To be fair to the team, they have received players in return, it wasn’t simply a matter of a couple of pitchers making a run for it. Although that story would be significantly more interesting, it would also set some dangerous precedents regarding team control.
In trades with the Chicago Cubs and Detroit Tigers the Yankees have relinquished reliable swingman Adam Warren and dynamic left-handed reliever Justin Wilson. The first was a move to fill a hole at second base, the second a more puzzling push to acquire some young arms.
For a team that had such a good offence last year and suspect pitching at times, on the surface the Yankees do not appear to be dealing from a position of strength. It’s hard to make a prediction as to whether they can sustain these losses to their pitching staff because that will depend on a number of tricky variables, health being foremost among them.
What we can do is try to surmise the size of the hole the team has opened up within it’s own pitching staff by jettisoning Warren and Wilson.
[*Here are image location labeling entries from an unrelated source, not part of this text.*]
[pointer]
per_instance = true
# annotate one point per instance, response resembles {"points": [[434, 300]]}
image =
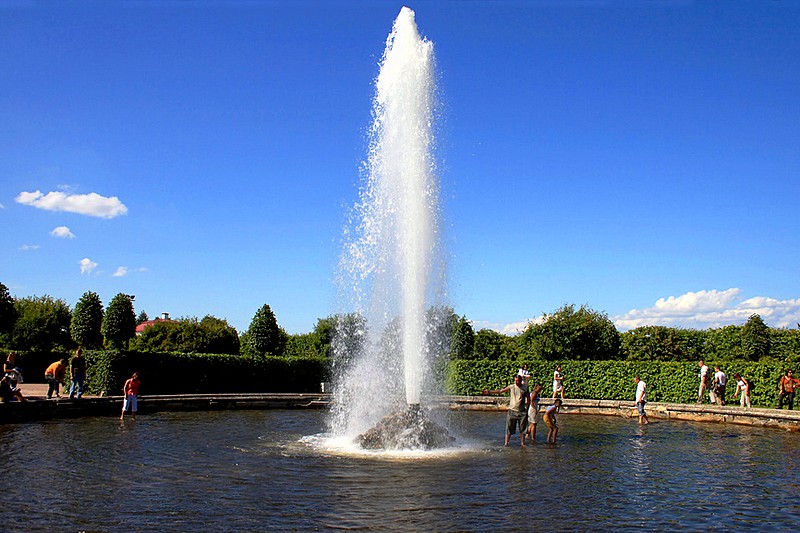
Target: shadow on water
{"points": [[257, 470]]}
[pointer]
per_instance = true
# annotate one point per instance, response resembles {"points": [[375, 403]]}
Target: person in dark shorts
{"points": [[517, 415]]}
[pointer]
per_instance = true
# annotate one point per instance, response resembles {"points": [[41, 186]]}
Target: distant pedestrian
{"points": [[641, 399], [54, 375], [77, 374], [558, 383], [533, 410], [550, 420], [743, 388], [131, 391], [786, 390], [12, 377], [517, 415], [705, 381]]}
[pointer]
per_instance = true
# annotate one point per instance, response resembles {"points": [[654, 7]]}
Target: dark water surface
{"points": [[250, 471]]}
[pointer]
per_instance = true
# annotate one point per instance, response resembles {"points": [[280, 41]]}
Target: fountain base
{"points": [[407, 429]]}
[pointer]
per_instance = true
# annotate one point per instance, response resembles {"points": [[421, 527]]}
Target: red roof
{"points": [[147, 323]]}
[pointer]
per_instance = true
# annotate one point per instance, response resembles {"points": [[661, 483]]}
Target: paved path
{"points": [[38, 391]]}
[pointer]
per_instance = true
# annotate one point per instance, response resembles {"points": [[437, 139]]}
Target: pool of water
{"points": [[259, 471]]}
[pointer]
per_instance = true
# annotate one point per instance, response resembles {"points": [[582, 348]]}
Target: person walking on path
{"points": [[533, 411], [550, 420], [786, 390], [12, 377], [54, 375], [517, 415], [743, 388], [77, 374], [131, 391], [641, 399], [704, 381], [558, 383]]}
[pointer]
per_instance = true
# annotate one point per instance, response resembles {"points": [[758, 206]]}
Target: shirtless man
{"points": [[517, 409]]}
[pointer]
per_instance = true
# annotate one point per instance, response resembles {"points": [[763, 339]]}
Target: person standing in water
{"points": [[131, 391], [558, 383], [550, 420], [517, 409], [533, 411], [641, 399]]}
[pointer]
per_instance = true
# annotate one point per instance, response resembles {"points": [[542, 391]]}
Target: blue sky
{"points": [[642, 158]]}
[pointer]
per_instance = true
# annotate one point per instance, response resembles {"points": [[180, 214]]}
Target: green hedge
{"points": [[176, 373], [674, 382]]}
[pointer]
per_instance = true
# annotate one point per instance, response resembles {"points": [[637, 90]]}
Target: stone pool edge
{"points": [[35, 410]]}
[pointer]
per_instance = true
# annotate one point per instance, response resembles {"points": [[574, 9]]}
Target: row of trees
{"points": [[569, 333], [585, 334], [43, 324]]}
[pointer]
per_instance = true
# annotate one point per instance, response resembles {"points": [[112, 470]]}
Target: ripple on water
{"points": [[253, 470]]}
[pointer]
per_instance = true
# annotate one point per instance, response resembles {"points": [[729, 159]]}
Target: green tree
{"points": [[263, 337], [119, 322], [755, 338], [463, 345], [42, 324], [489, 344], [349, 337], [8, 313], [210, 335], [87, 321], [569, 334]]}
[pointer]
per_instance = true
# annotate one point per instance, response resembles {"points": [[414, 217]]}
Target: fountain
{"points": [[392, 267]]}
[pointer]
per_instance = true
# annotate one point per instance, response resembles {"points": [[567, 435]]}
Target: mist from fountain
{"points": [[392, 275]]}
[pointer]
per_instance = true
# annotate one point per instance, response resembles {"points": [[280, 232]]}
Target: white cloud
{"points": [[62, 232], [91, 204], [123, 271], [711, 309], [87, 265]]}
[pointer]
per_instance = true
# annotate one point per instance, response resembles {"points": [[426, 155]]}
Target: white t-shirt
{"points": [[557, 386]]}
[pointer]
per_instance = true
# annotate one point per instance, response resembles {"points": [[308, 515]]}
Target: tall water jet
{"points": [[393, 277]]}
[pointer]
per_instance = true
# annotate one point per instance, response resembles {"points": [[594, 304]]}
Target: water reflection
{"points": [[257, 470]]}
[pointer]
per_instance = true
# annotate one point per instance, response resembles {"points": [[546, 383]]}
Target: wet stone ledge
{"points": [[41, 409], [729, 414]]}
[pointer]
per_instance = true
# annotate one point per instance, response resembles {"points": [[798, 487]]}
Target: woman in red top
{"points": [[131, 390]]}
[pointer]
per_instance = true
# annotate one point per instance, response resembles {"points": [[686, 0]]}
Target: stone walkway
{"points": [[38, 391]]}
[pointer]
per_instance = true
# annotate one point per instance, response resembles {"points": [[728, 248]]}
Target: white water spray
{"points": [[393, 274]]}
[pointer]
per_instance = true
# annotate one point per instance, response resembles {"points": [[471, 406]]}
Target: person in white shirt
{"points": [[641, 399], [704, 381], [743, 388], [558, 383], [720, 380]]}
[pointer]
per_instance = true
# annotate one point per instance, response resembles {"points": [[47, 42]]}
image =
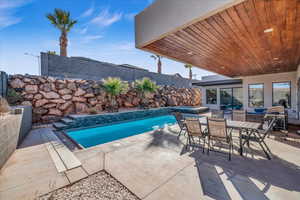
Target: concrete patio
{"points": [[157, 166]]}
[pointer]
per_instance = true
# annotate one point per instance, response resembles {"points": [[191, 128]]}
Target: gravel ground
{"points": [[100, 186]]}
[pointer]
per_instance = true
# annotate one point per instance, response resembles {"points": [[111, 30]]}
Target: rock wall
{"points": [[53, 98]]}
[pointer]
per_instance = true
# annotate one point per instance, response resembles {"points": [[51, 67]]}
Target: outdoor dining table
{"points": [[237, 125]]}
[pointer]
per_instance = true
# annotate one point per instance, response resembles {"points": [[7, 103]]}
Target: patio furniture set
{"points": [[218, 130]]}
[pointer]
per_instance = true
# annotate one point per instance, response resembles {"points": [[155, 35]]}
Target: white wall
{"points": [[267, 80], [165, 16]]}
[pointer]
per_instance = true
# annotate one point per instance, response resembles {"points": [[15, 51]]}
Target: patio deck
{"points": [[157, 166]]}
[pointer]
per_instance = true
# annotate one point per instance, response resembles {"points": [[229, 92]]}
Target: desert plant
{"points": [[93, 111], [114, 87], [4, 107], [158, 58], [145, 87], [189, 66], [13, 97], [61, 19]]}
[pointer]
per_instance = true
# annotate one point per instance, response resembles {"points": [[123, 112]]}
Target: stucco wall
{"points": [[13, 128], [218, 87], [76, 68], [267, 80]]}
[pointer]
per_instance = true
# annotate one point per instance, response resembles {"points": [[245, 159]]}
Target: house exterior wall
{"points": [[218, 87], [165, 16], [267, 80]]}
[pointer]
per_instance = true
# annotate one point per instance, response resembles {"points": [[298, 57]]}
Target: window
{"points": [[256, 95], [231, 98], [282, 94], [211, 96]]}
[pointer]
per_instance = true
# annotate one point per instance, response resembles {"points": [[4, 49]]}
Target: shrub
{"points": [[114, 87], [14, 98], [145, 86], [4, 107]]}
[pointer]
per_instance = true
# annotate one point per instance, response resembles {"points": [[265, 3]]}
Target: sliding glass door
{"points": [[231, 98]]}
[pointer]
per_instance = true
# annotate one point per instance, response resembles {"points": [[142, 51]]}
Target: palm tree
{"points": [[61, 19], [114, 87], [158, 58], [189, 66], [145, 86]]}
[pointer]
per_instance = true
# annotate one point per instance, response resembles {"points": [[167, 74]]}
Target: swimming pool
{"points": [[100, 135]]}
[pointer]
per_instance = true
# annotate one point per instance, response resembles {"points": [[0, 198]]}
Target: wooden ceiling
{"points": [[236, 42]]}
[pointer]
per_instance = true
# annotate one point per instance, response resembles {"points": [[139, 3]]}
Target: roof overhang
{"points": [[219, 82], [228, 37]]}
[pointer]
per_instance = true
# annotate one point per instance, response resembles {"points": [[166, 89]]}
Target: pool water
{"points": [[100, 135]]}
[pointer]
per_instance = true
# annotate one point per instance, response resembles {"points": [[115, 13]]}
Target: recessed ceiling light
{"points": [[268, 30]]}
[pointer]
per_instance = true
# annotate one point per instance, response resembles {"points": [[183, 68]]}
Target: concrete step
{"points": [[62, 157], [59, 126], [66, 120]]}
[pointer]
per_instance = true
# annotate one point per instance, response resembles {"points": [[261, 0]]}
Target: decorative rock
{"points": [[54, 111], [41, 102], [17, 83], [93, 101], [81, 108], [26, 103], [40, 111], [65, 91], [38, 96], [67, 97], [72, 86], [89, 95], [31, 89], [50, 105], [79, 92], [57, 101], [79, 99], [65, 105], [28, 96], [50, 95]]}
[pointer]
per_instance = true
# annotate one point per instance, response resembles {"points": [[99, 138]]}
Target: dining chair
{"points": [[194, 130], [239, 115], [217, 131], [217, 113], [259, 136], [180, 121]]}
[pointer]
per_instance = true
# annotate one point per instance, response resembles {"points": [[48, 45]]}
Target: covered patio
{"points": [[254, 42], [156, 165]]}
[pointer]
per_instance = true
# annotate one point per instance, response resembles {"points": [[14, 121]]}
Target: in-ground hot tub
{"points": [[190, 109]]}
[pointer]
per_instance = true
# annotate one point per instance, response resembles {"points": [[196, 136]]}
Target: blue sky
{"points": [[105, 32]]}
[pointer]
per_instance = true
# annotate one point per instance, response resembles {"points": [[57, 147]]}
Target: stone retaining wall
{"points": [[53, 98]]}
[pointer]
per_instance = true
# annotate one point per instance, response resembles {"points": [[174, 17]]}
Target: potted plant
{"points": [[145, 87], [4, 107], [114, 87]]}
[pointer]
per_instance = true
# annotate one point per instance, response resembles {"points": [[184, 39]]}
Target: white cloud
{"points": [[90, 38], [125, 46], [88, 12], [8, 9], [105, 18], [130, 16], [83, 31]]}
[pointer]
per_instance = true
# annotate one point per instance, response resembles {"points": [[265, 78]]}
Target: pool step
{"points": [[60, 126], [66, 120], [62, 157]]}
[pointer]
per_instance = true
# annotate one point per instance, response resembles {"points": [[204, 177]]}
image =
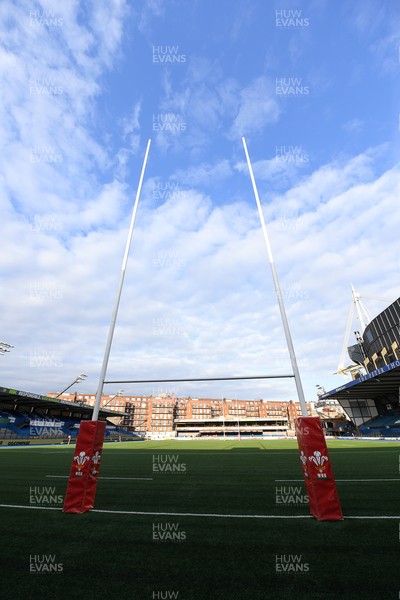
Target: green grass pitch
{"points": [[189, 552]]}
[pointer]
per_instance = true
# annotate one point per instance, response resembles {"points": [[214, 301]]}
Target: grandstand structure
{"points": [[165, 416], [27, 419], [371, 400]]}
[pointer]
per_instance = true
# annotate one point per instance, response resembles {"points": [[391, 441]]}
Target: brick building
{"points": [[166, 416]]}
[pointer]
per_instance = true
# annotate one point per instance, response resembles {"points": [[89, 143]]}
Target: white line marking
{"points": [[213, 515], [123, 478], [341, 480]]}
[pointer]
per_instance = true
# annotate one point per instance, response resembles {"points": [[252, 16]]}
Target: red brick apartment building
{"points": [[167, 416]]}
In order to do that we’re going to squish Wilson and Warren together into one Frankenpitcher named either Justin Warren or Adam Wilson (both are equally boring generic white guy names so take your pick) and compare him to other pitchers around the league last year to help conceptualize the void the Yankees have created.
Unless you have some kind of rare illiteracy that makes you unable to read headlines, and yet perfectly capable of getting about 280 words into a story you know what I’m getting at here. Our “Justin Warren” character looked an awful lot like Pirates starter Francisco Liriano last season.
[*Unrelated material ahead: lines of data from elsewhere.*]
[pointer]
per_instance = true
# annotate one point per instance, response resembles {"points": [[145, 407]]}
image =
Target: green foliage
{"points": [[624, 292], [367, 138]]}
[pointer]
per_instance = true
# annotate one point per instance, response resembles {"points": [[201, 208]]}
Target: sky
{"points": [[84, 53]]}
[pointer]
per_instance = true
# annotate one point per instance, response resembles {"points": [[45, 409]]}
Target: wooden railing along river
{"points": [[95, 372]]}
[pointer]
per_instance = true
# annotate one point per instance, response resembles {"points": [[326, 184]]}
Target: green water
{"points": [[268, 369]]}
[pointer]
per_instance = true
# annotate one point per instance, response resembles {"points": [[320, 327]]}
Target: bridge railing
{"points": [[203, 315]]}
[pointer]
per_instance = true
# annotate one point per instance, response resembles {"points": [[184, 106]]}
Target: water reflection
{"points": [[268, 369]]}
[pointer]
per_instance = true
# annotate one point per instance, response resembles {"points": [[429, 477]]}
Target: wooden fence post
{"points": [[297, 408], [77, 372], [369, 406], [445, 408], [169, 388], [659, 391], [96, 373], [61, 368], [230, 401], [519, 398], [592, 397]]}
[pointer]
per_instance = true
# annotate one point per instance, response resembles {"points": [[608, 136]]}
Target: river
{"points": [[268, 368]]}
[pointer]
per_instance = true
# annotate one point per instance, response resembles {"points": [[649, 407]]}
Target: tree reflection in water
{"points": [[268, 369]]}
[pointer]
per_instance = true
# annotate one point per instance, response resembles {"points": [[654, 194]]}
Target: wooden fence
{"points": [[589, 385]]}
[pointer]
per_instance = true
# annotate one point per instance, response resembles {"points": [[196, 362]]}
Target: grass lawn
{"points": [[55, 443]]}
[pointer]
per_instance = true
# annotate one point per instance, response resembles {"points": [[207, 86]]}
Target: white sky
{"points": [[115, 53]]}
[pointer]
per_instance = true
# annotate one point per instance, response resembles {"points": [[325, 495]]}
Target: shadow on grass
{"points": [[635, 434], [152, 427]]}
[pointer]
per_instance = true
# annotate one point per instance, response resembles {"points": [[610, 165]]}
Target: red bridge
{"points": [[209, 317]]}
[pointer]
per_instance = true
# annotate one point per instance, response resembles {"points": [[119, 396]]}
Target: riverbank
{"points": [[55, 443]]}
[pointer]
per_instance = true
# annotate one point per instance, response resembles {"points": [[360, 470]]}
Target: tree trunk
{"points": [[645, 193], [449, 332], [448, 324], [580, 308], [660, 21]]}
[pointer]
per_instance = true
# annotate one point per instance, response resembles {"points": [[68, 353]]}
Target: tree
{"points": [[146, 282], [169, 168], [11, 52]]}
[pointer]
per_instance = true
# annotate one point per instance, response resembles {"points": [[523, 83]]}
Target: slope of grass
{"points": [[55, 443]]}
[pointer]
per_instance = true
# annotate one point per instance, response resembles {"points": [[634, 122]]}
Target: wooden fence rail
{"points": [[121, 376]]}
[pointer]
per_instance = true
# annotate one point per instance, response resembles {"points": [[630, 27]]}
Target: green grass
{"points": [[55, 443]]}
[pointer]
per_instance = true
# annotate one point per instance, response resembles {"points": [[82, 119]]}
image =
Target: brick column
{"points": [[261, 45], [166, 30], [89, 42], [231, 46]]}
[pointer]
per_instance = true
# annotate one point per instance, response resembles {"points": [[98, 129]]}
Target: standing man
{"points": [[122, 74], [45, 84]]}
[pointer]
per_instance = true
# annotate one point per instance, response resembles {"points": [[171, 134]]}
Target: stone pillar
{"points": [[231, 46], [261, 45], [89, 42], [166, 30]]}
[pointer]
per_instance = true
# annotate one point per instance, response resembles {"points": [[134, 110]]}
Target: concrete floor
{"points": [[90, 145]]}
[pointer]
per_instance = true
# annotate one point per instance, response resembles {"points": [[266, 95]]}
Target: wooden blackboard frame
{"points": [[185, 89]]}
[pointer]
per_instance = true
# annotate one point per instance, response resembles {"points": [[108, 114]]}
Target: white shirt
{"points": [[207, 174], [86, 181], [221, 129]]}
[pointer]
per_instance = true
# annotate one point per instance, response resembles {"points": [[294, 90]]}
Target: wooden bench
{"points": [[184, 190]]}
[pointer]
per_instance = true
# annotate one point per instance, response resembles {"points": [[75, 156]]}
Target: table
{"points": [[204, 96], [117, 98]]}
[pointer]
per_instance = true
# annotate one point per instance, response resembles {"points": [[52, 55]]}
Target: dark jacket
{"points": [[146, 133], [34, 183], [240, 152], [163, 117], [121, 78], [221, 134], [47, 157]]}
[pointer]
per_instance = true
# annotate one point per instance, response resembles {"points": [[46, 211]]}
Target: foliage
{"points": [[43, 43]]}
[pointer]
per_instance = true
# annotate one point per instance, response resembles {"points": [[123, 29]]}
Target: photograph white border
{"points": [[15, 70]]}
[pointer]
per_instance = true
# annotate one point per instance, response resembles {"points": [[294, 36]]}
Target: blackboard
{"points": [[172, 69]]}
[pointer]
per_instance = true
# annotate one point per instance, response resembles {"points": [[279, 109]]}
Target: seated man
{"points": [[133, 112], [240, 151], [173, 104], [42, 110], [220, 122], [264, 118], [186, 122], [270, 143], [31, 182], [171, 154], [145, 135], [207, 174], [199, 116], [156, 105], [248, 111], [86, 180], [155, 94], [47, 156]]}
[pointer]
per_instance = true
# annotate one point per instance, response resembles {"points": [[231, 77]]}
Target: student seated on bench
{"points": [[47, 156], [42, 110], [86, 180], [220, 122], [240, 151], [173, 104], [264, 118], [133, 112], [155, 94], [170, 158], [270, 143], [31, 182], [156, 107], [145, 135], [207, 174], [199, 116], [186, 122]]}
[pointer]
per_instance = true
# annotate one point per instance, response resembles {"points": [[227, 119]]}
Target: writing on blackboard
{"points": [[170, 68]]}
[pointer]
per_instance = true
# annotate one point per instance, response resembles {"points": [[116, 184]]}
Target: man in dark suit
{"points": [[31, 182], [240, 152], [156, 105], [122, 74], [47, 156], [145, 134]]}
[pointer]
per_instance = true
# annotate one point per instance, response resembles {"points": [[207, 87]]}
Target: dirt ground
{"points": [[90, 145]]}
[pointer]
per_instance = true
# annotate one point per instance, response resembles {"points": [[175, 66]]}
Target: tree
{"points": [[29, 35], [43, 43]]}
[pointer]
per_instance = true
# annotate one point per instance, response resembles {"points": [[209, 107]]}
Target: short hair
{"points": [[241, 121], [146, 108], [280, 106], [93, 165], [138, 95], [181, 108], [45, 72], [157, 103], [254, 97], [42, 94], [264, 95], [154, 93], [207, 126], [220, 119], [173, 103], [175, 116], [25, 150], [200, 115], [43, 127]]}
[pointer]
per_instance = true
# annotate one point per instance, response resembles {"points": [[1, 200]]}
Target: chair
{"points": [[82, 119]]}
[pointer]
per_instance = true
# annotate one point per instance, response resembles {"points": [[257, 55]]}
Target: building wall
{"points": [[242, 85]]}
It’s worth noting that a direct comparison like this is unfair because the pitchers were deployed differently. Liriano was used exclusively as a starter whereas Wilson and Warren were used a great deal out of the bullpen. However, the two Yankees pitched in a much more difficult environment which helps account for their similar WAR numbers despite different roles.
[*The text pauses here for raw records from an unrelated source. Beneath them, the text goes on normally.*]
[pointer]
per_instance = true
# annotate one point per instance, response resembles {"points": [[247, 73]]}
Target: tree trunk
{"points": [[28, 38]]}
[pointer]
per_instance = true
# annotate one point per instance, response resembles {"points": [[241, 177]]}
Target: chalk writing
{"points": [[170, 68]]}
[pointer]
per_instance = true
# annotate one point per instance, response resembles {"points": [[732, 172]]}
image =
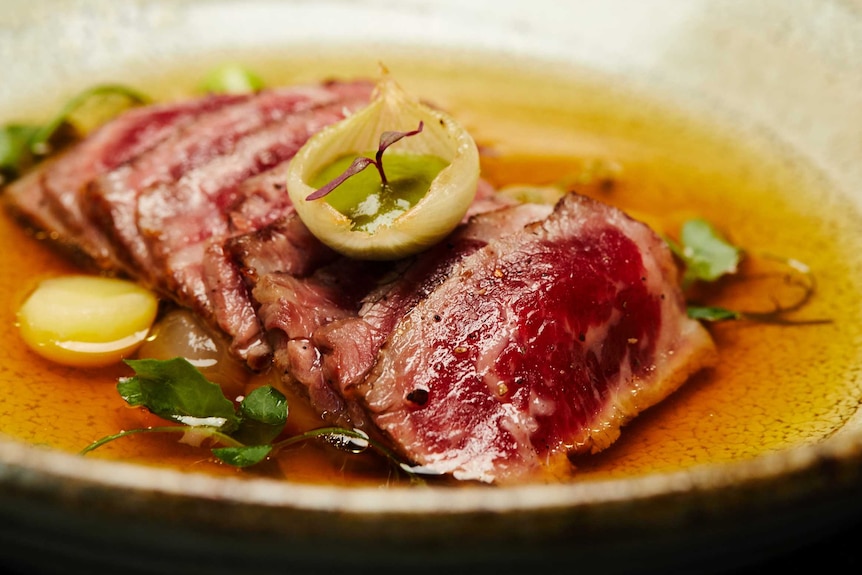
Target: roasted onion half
{"points": [[399, 226]]}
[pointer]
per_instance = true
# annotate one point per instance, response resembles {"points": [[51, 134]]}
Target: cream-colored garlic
{"points": [[431, 218]]}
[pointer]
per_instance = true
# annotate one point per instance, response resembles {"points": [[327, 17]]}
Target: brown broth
{"points": [[775, 387]]}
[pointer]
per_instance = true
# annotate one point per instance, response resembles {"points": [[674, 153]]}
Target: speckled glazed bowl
{"points": [[792, 68]]}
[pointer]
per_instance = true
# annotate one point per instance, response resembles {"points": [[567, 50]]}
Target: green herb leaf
{"points": [[263, 416], [245, 456], [706, 254], [174, 389], [231, 79]]}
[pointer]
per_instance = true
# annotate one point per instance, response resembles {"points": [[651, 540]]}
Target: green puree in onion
{"points": [[367, 201]]}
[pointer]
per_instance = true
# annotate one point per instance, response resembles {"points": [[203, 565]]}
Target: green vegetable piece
{"points": [[705, 313], [244, 456], [15, 154], [231, 79], [175, 390], [370, 204], [40, 143], [22, 145], [706, 254]]}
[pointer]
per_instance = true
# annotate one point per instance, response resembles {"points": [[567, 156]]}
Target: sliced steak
{"points": [[540, 344], [50, 198], [236, 142]]}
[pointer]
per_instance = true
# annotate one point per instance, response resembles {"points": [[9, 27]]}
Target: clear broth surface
{"points": [[775, 387]]}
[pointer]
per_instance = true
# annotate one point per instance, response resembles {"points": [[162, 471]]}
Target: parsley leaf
{"points": [[706, 254], [175, 390]]}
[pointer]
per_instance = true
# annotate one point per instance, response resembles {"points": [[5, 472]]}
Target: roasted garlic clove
{"points": [[408, 199]]}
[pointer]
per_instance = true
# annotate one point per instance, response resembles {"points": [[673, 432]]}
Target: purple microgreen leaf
{"points": [[357, 166], [360, 163], [390, 137], [387, 139]]}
There are other holes to be poked in this chart as well. Realistically speaking, it is not a masterwork of statistical analysis. It will not significantly deepen your understanding of baseball and for that I am profoundly sorry.
Comparing Warren and Wilson to Liriano is simply a tool to help us conceptualize and perceive the loss of these two pitchers a little differently. If the Pittsburgh Pirates had lost Liriano in free agency pundits would be spending a great deal of ink and breath determining what ought to be done to replace him. Because the Yankees’ loss comes in the form of two relatively unheralded pitchers the perceived impact is not nearly the same as losing one prominent starter would be.
Warren and Wilson are both coming off career years and it’s more than likely they won’t produce in 2016 the way the did in 2015. That said, in order to replicate last year’s pitching performance the Yankees are already missing one Liriano-sized chunk of innings, even if it is a slightly different shape.
In past off-seasons the team would simply use free agency to plug a leak like this, but this year it seems less likely they’ll go that route. Instead they’ll probably have to find that production internally, which is a tall task.
After all, it’s pretty hard to whip up a Francisco Liriano type out of thin air.